Chill the ingredients and the blend until desired smoothness. Return to the refrigerator and chill until ready to serve. Garnish with thinly sliced cucumbers and basil leaves.

Serves 4. Takes 10 minutes.

Sweet Chickpea Tacos

Chickpeas are a hardy staple, and getting them fresh in spring instead of canned or dried is truly a delight. Strawberries and avocados contrast nicely with the chickpeas’ nuttiness.

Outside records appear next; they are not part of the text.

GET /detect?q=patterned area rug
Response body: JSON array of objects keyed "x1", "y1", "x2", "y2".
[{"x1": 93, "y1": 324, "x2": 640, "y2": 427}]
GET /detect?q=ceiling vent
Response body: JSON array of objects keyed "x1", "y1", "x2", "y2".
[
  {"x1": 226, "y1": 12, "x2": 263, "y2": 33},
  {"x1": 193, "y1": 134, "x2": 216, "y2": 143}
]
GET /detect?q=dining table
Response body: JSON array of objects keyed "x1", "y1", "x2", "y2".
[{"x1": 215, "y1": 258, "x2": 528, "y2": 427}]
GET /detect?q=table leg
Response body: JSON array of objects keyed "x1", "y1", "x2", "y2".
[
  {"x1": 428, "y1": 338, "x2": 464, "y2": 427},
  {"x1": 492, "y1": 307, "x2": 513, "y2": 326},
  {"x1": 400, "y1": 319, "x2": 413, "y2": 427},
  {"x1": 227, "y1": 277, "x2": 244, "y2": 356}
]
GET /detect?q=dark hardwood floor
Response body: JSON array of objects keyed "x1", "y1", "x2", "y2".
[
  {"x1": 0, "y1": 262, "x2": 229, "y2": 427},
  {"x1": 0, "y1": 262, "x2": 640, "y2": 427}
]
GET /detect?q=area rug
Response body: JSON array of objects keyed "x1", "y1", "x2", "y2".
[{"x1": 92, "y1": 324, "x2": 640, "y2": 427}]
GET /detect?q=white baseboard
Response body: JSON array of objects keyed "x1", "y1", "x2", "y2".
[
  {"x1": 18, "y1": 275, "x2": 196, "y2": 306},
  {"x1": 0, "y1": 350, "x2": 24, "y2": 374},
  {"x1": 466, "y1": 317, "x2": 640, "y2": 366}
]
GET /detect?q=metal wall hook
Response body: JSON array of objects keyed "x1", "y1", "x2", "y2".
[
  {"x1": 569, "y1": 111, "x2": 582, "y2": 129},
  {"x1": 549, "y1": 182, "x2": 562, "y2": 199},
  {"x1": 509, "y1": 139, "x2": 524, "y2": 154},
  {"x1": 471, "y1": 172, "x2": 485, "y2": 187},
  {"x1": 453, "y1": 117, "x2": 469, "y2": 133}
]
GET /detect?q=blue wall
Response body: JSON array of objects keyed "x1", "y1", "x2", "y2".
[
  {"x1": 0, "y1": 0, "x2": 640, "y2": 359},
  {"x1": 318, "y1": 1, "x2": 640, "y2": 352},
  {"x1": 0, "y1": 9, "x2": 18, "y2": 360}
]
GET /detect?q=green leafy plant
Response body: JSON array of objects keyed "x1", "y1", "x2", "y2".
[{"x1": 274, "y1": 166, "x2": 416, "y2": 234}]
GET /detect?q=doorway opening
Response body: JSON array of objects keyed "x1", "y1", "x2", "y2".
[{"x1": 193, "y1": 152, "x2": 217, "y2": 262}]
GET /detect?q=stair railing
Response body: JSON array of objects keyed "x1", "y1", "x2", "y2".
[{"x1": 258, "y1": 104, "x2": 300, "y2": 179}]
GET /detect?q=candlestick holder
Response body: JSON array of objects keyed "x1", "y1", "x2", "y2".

Recipe and Photo by Sarah O’Toole of Cooking with CSA



  • 2 Tbsp. maple syrup
  • 1 Tbsp. cinnamon
  •  1/2 Tbsp. ginger 1/2 tsp. nutmeg


  • 1 can chickpeas
  • 1 package organic corn tortillas
  • 2 cups strawberries
  • 1 large avocado
  • 1 orange
  • 2 cups lettuce

Garnish with Salsa


  1. In a large bowl add all marinade ingredients, stir to combine.
  2. Then add rinsed chickpeas to bowl, stir well.
  3. Place bowl with chickpeas in refrigerator until ready to serve.
  4. Next chop the strawberries, avocados and place in a bowl, stir well.
  5. Chop orange into 4 pieces and squeeze juice of 1 slice into strawberry mixture.
  6. Then thinly slice lettuce and set aside.
  7. Next heat frying pan over medium heat and place tortillas in pan, heat until warm.
  8. Place in foil until all tortillas are ready to be served. To assemble, place lettuce on tortilla then chickpeas, then strawberry mixture and top with salsa.